Entre las competencias más valoradas en este profesional, destacan:
- Dominio de idiomas (el inglés es condición sine qua non; un segundo idioma aporta un valor añadido).
- Conocimiento de derecho mercantil internacional y de fiscalidad comparada.
- Capacidad analítica para interpretar información de mercado.
- Habilidades de negociación intercultural.
- Criterio financiero para evaluar proyectos de expansión.
Las salidas profesionales del comercio internacional abarcan puestos como responsable de exportaciones, técnico de comercio exterior, business developer en consultoras especializadas o empleos en organismos públicos vinculados a la promoción internacional como, por ejemplo, el ICEX (España Exportación e Inversiones) o las Cámaras de Comercio.

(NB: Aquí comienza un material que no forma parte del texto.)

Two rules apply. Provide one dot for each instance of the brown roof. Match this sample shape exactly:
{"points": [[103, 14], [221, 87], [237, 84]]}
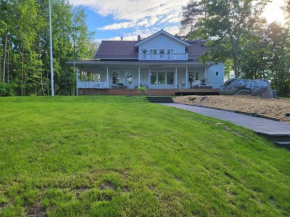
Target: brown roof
{"points": [[127, 49], [196, 49], [117, 49]]}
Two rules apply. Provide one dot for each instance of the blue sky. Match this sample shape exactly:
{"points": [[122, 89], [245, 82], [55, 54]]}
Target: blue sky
{"points": [[111, 19]]}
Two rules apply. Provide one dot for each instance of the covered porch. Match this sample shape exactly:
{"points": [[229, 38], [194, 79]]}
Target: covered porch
{"points": [[154, 76]]}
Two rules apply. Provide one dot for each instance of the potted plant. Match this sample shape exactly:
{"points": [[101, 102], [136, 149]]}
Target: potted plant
{"points": [[142, 91], [144, 51]]}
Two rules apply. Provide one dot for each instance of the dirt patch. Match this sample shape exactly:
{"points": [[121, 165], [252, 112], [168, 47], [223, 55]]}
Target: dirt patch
{"points": [[272, 108], [108, 186]]}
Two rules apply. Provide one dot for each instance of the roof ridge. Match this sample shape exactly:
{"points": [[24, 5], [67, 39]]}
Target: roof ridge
{"points": [[121, 41]]}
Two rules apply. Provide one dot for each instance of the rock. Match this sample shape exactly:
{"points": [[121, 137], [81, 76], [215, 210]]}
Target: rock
{"points": [[236, 86]]}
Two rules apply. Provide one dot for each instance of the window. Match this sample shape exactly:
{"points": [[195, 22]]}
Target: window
{"points": [[115, 77], [191, 77], [153, 78], [97, 77], [161, 77], [170, 78], [128, 78]]}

Preguntas frecuentes sobre internacionalización de empresas
¿Qué diferencia hay entre internacionalización y globalización?
La globalización es un fenómeno macroeconómico que describe la creciente interdependencia entre economías nacionales. En cambio, la internacionalización es una decisión estratégica de una empresa concreta para operar en mercados extranjeros.
La globalización crea el contexto; la internacionalización es la respuesta empresarial a ese contexto.
¿Qué empresas pueden internacionalizarse?
Cualquier empresa, independientemente de su tamaño, puede explorar la internacionalización. Las grandes corporaciones suelen hacerlo mediante inversión directa o adquisiciones; mientras que las pymes encuentran en la exportación y el comercio electrónico sus vías más accesibles.
Lo determinante no es el tamaño, sino contar con un producto o servicio con demanda exterior y una estrategia adaptada a esa realidad.
¿Cuál es el principal error al internacionalizarse?
Uno de los errores más frecuentes es trasladar al mercado de destino exactamente el mismo modelo que funciona en el mercado de origen sin adaptarlo. Subestimar las diferencias culturales, regulatorias o de comportamiento del consumidor local es una causa recurrente de fracaso en procesos de expansión internacional.
¿Qué es una estrategia glocal?
Es un enfoque que combina una visión global —marca, valores, estándares de calidad, etc.— con una adaptación local del producto, el precio, la distribución y la comunicación. El término refleja la necesidad de pensar a escala global, pero actuar con sensibilidad local.
¿Cuánto tiempo lleva internacionalizar una empresa?
No existe un plazo estándar. Una exportación puntual puede materializarse en semanas; consolidar presencia en un mercado extranjero con operaciones propias puede llevar varios años. Por eso, la internacionalización suele planificarse a medio y largo plazo, con hitos de revisión periódica.